We have been discussing the question of how we change a society. I don't think it's changed by rational intention. As I understand societies, historically and our own, what really is required to change it is something on a deeper level that involves myth, ritual, sacrament-a number of these functions that have always been related to societies. On these you can't just suddenly make up your mind and then prescribe.

Regarding our problem of authority, you cannot really ask the question: why can't these people hang onto their authority? They can't hang onto it because what gave them authority is something not of themselves, but part of the society, part of a ritual, a sacrament: a way of behaving in the group which gave them authority, [whether] professorial, parental or policy authority. In each one of these cases, what we see is not the diminishing of these men so much but rather the developing emptiness, the lack of the particular ethic that gave them authority to start with. This is why we are in a terrible dilemma.

What is essentially lacking is a system of ethics, morality or religion that gives birth -to the myths, the rituals, the sacraments that are its expression. These touch human beings on the unconscious level. These are the ways we see the world. They are not our conscious thought, but the ways we form ourselves, form each other, love each other or hate each other-in terms not so much of rational intention as a deeper unconscious-conscious and unconscious-which is my definition of a myth; much more of a feeling level, a living level. That is what is not present now.

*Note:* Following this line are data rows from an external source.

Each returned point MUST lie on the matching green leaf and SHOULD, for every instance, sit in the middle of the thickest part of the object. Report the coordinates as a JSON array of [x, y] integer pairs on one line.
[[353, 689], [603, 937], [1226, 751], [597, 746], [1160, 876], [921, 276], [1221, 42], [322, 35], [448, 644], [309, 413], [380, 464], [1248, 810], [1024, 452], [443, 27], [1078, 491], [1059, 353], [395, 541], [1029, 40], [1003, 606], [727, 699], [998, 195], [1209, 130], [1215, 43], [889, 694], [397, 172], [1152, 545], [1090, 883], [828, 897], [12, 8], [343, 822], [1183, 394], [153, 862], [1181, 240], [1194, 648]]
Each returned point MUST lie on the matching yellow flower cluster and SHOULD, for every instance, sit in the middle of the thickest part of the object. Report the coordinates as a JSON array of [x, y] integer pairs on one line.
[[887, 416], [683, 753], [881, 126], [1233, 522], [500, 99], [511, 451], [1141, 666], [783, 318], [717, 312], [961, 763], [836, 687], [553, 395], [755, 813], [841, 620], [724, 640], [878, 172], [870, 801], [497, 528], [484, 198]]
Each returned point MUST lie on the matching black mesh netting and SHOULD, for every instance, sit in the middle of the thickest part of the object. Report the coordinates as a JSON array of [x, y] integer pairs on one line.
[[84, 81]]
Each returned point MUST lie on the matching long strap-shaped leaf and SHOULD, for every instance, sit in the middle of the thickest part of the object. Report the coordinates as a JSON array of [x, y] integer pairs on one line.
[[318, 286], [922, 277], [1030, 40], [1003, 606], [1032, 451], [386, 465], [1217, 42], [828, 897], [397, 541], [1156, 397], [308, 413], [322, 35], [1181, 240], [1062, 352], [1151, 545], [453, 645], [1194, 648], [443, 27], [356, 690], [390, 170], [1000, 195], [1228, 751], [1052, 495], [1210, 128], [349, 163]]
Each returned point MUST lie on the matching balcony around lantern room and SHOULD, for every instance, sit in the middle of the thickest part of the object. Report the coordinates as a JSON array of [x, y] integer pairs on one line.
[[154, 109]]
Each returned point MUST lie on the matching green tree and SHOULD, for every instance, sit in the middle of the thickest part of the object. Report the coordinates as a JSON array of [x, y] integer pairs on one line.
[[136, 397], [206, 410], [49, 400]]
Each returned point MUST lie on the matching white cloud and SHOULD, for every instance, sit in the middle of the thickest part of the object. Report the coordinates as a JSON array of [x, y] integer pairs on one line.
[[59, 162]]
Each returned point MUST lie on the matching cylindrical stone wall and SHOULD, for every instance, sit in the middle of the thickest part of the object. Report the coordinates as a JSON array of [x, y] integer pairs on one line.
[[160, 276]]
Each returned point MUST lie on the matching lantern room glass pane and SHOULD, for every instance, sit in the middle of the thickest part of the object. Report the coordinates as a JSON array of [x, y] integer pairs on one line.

What we need, below and above all of our deliberations, is the growth and development of an ethical system. We just do not have this now.

As we move into the 1970's, our society is collectively engaged in the task -of determining what America means, and how each individual should find fulfillment in `a changing age. From this wider perspective of flux emerges an uncertainty about what the increased prevalence of marihuana use means for the individual and the total society.